Can you please tell me what (if anything) I can do to make my freakin r22-100 standard def DVR speed up. 
The guide takes about 9 secons to scroll as does changing channels. 

I have reformatted, changed settings (such as scroll effects OFF.).

Are their any patches or hacks to make it faster?

If not, what are the chances DirecTV would take my box back and give me a better model?

My service is under 1 yr contract.

Thank You SO MUCH!


----------



## dodge boy (Mar 31, 2006)

shakethebabyass said:


> Hi guys.
> 
> Can you please tell me what (if anything) I can do to make my freakin r22-100 standard def DVR speed up.
> The guide takes about 9 secons to scroll as does changing channels.
> ...


Wait for the next software release.....


----------



## Supramom2000 (Jun 21, 2007)

Ours works very slowly with the remote in RF mode. We had to set it back to IR and it is much faster.


----------



## ThomasM (Jul 20, 2007)

The R22/HR2x series of DVR's is NOT for impatient people.

It's perfect for folks with dialup internet though since it responds at about the same speed when you issue a command. :new_sleep


----------



## TXD16 (Oct 30, 2008)

shakethebabyass said:


> Hi guys.
> 
> Can you please tell me what (if anything) I can do to make my freakin r22-100 standard def DVR speed up.


You want speed? Drop it off of a ten-story building.

The vast majority of us HR2x/R22 owners feel your pain.


----------



## Jhon69 (Mar 28, 2006)

My R22-100 is pretty fast but I don't have it connected to the internet and hardly record anything after I watch it I delete it when it slows down I perform a Reset Everything which will reformat the hard drive delete all recordings,parental control settings and favorites lists then I reset it back up.When I had a R15-500 I had to do the same thing with it when it slowed down have it set to scroll and remote's in IR.Don't know why but it seems that the DVR platform that DirecTV has chosen is reformat sensitive.
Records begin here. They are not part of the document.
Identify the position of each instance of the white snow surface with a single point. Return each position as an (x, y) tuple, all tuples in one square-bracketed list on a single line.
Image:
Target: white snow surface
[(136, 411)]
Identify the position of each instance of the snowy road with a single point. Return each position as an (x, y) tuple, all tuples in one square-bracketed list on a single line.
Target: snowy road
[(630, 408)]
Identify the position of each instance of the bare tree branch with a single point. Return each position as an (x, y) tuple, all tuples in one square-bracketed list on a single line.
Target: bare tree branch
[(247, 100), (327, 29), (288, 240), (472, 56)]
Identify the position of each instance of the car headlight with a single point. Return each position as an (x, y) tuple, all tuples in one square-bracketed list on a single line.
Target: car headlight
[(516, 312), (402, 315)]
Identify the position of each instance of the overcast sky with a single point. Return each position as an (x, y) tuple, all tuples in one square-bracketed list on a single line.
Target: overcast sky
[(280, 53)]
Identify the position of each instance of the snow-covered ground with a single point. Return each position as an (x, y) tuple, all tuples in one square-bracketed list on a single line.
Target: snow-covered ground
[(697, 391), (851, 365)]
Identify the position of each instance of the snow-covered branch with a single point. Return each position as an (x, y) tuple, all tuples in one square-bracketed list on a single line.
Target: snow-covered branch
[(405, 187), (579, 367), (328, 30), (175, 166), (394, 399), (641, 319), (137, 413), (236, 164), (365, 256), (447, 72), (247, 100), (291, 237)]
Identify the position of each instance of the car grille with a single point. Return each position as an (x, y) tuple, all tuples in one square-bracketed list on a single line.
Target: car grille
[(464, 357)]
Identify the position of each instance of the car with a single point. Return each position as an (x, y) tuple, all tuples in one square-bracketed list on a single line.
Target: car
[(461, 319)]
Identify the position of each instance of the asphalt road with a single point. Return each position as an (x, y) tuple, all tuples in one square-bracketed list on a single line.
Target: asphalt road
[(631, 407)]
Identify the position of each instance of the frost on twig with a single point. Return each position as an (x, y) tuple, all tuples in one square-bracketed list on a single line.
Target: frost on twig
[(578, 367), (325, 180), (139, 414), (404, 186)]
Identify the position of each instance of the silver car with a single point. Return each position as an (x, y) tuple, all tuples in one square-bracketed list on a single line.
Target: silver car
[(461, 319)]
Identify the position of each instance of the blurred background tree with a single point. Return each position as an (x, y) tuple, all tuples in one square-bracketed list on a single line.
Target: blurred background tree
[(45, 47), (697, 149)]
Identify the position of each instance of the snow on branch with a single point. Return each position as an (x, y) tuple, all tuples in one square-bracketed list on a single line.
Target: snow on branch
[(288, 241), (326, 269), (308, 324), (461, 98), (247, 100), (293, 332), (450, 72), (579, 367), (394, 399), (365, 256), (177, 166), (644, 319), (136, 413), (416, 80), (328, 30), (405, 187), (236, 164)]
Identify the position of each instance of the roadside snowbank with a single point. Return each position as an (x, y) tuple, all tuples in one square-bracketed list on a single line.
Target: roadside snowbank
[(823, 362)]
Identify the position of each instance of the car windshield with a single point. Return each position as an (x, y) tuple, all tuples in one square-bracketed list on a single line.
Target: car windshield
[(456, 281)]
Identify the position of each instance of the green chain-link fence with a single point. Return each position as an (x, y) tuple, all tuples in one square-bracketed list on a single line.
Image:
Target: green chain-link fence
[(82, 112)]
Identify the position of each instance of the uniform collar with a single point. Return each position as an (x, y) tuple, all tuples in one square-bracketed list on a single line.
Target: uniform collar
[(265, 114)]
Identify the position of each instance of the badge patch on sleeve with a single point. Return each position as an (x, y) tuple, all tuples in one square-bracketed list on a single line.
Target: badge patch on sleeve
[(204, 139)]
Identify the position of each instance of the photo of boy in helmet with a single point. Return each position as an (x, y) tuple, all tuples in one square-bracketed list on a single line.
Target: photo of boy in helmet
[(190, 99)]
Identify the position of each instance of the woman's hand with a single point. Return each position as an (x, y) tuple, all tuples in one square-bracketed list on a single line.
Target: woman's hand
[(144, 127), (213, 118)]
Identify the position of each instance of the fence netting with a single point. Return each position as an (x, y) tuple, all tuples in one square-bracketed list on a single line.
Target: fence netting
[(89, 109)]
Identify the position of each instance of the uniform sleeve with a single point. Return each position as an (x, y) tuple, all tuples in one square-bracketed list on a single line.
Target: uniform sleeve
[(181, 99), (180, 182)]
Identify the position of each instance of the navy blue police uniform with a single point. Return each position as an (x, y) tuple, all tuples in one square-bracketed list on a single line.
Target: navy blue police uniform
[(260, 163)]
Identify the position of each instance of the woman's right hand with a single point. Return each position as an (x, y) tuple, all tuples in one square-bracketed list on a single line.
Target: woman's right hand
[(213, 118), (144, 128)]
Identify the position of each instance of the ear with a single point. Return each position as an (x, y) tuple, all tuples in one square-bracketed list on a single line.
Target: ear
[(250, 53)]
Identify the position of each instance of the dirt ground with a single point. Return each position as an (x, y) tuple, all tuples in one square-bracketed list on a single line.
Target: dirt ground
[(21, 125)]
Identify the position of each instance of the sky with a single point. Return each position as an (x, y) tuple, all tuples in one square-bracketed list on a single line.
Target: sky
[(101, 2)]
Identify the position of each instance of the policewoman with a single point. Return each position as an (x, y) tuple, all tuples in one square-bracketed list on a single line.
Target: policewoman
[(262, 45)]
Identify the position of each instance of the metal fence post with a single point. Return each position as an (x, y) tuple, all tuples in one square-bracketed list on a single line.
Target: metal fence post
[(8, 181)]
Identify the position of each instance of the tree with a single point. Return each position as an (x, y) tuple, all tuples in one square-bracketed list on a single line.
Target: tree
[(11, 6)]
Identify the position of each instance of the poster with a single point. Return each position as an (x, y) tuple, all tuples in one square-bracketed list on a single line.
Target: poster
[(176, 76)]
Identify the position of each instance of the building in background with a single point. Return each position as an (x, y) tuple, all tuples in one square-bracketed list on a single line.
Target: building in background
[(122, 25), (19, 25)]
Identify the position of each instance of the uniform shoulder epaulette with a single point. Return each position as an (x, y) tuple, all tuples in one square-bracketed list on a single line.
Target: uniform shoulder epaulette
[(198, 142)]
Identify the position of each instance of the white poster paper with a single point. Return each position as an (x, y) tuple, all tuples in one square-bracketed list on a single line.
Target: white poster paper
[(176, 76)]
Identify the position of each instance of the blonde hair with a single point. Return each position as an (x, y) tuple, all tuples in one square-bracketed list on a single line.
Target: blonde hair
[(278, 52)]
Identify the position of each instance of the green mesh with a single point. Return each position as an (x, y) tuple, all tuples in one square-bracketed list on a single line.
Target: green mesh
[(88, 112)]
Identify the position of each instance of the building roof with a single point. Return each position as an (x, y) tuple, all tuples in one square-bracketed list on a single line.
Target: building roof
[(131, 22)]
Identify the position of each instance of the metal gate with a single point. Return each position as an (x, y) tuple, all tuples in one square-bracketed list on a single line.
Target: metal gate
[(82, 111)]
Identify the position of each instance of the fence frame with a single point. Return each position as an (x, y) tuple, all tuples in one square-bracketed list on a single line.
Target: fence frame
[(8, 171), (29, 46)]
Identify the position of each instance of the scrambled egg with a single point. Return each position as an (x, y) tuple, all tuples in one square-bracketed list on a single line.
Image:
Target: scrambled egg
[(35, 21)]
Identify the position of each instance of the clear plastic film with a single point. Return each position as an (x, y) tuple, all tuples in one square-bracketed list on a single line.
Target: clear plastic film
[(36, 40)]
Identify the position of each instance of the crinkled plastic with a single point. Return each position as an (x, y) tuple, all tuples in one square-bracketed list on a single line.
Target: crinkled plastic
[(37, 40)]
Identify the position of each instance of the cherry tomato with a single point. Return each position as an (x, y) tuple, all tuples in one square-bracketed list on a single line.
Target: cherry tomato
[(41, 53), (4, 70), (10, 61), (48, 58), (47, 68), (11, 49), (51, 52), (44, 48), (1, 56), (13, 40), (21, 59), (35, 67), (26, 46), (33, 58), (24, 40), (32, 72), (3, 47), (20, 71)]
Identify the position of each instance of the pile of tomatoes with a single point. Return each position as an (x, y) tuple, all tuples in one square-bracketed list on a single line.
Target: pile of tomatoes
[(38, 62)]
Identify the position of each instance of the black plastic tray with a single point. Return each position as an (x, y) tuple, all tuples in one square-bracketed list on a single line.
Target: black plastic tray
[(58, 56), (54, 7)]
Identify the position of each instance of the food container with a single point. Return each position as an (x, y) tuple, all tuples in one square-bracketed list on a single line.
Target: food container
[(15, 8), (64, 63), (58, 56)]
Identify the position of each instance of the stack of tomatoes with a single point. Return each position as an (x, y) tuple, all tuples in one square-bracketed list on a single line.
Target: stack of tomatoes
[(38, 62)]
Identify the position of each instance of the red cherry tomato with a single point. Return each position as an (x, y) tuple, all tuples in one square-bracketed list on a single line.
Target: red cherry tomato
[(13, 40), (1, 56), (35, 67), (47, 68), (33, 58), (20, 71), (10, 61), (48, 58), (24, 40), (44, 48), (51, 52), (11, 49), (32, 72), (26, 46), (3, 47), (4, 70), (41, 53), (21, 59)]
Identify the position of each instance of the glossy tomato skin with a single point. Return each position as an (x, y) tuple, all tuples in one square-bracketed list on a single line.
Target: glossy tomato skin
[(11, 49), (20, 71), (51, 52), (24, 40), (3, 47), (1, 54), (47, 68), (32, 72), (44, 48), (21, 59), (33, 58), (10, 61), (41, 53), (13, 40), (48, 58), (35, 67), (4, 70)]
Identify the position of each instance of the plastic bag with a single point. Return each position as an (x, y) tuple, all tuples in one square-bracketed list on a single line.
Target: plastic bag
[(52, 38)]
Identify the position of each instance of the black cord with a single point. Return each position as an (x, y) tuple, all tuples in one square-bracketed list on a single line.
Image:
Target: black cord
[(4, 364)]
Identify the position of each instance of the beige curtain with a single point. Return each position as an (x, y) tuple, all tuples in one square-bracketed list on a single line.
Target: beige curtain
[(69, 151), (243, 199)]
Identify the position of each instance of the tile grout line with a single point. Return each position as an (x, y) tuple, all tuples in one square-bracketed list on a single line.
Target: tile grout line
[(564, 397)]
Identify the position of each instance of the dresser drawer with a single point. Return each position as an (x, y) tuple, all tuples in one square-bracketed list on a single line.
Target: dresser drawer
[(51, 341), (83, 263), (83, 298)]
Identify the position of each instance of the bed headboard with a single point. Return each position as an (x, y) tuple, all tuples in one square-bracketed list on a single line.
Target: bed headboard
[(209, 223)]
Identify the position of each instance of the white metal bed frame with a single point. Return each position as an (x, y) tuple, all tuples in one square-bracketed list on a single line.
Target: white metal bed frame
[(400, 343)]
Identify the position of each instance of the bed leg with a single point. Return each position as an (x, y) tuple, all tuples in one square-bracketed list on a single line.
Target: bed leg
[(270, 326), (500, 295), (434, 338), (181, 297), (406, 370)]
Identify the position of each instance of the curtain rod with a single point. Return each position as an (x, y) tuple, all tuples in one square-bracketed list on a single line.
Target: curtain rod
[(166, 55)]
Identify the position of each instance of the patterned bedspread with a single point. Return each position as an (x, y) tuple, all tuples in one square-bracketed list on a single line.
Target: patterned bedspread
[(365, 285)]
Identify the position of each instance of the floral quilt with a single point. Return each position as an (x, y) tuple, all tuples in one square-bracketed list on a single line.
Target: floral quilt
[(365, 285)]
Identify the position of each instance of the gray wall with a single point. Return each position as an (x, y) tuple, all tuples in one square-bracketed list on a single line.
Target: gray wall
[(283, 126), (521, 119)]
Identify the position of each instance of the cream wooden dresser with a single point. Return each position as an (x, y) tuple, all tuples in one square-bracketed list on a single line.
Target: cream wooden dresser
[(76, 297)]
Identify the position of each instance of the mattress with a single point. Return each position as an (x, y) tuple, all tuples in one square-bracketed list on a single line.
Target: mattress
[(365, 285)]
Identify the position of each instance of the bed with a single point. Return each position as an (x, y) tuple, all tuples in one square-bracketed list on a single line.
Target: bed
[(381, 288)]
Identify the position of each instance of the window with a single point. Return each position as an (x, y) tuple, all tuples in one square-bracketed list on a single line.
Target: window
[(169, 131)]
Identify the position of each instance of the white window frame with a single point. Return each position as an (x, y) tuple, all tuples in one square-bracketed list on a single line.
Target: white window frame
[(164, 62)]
P.S. For the best results I run the national software release.Which at this time is 0x34c.


----------



## my1423 (May 16, 2009)

I picked r22-100, But mine was SLOW and irritating. Still the fastest out of listed options. 

As stated wait till next software release. BIG improvement! Much more bearable and will be the best. 2.5-3 seconds for guide to launch and 2 for scroll. After reboot. May change but it looks good as of right now. 


I have noticed that any active downloading vod slows my unit to a crawl.


----------